My entire captivity and isolation towards the world of course had an enormous impact in my life. I would have no one to talk to, the voices i heard until John and his son came back from work and school were through the vent in the corner of the room listening to the voices of John's parent's upstairs. My true friend during this process was John's son, Justin, he would talk to me and make me feel special, when he came home from school he would tell me how his day went and what he was looking forward to. Every year on his birthday i would get creative and make him a birthday card, once i was finally able to leave the house and go shopping i would get him a birthday present which he always loved. I would get him junk food and candy and he would be up all night eating everything i had got him. He kept all the cards i made for him which made the time i spent for him worth all the while. This brought out my creative side and i realized something about myself; i can continue to teach myself a thing or two as substitution for my lack of education.
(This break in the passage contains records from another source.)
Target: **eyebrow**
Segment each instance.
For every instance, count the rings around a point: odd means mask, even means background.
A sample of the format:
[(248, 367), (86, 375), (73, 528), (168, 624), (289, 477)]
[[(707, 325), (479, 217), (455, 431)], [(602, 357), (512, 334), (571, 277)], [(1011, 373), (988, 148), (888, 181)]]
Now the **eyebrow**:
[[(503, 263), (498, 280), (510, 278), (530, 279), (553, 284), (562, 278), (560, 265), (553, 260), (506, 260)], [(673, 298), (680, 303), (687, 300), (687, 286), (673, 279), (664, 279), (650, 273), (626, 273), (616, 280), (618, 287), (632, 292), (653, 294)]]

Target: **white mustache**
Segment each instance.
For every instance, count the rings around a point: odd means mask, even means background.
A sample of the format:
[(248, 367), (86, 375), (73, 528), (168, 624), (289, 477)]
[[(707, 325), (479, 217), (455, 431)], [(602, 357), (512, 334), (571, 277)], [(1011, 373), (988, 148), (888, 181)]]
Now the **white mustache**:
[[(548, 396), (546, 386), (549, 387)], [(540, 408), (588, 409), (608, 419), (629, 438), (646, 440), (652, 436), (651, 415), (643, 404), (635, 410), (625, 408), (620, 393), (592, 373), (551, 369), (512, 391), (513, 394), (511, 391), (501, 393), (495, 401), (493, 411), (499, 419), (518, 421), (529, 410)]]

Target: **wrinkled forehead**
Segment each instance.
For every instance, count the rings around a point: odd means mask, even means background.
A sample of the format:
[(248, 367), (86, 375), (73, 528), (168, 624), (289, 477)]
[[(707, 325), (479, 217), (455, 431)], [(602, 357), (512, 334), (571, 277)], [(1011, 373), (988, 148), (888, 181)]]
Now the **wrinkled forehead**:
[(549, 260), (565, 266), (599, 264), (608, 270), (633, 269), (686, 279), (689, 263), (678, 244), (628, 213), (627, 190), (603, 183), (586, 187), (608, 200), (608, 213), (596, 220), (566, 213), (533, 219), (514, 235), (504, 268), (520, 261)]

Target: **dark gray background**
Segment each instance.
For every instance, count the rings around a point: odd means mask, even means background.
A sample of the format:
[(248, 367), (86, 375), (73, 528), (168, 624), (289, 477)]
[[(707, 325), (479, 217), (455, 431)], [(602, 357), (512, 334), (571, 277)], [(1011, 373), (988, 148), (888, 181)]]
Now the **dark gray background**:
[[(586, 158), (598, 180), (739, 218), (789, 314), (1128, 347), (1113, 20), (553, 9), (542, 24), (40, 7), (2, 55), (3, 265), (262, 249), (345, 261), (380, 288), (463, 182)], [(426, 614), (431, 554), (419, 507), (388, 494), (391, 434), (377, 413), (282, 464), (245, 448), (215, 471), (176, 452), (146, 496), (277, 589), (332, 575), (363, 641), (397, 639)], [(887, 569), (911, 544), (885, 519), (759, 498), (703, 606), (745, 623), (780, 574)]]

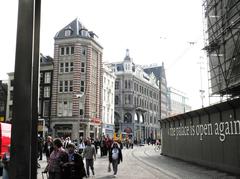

When i was a little girl, i had a stuffed kitten that i would take everywhere i went with me. As naive as i was back then, i always thought that the reason i survived all the abuse, torture, and neglect from my family is because of my stuffed kitten. This is also the most childhood experience i had. I never went to the park to climb the jungle gym, i never had toys, my kitten was the only one i ever had. Having this with me, i imagined, took all the pain and misery away from my life; i was aware that it was just a stuffed animal, but to me everything i went through my kitten was there too. This also was a symbol if my freedom and hope that i would soon escape from my captivity. When i was a child and my parents and i went to a carnival and an older man motioned me towards his direction. I was four years old, and my parents were not paying any speck of attention to me, so i went. He had a bright yellow banana that caught my attention right away. He knelled down and asked " What is your favorite stuffed animal?" I responded "My kitty." "I have lots of kitties." He pointed to his van across the parking lot. " Would you like to to go play with them?" He extended his hand and i reached for it, just then my dad yelled out my name and i rushed over to him. This is a reminder that i escaped this type of scenario before, why couldn't i again?
I was never interested in music until my release of captivity. Sure i was allowed to play music on the radio that Tom Hose owned, but i didn't have a passion for it as most kids did my age. After my rescue, i felt as though a whole beginning was arising, i started listening to country then romantic love songs and then music that demonstrated my exact feeling in that given moment. I started appreciating music more, but the reason for not being interested in it before was because of my captor and how many boundaries or privileges i had. Not to be mistaken by an anti-social, nothing can help my situation, attitude i felt that music helped my recover from those awful flashbacks i would have every day.Music aided my reformation of being like others and existing in the world, rather than being a milk carton kid.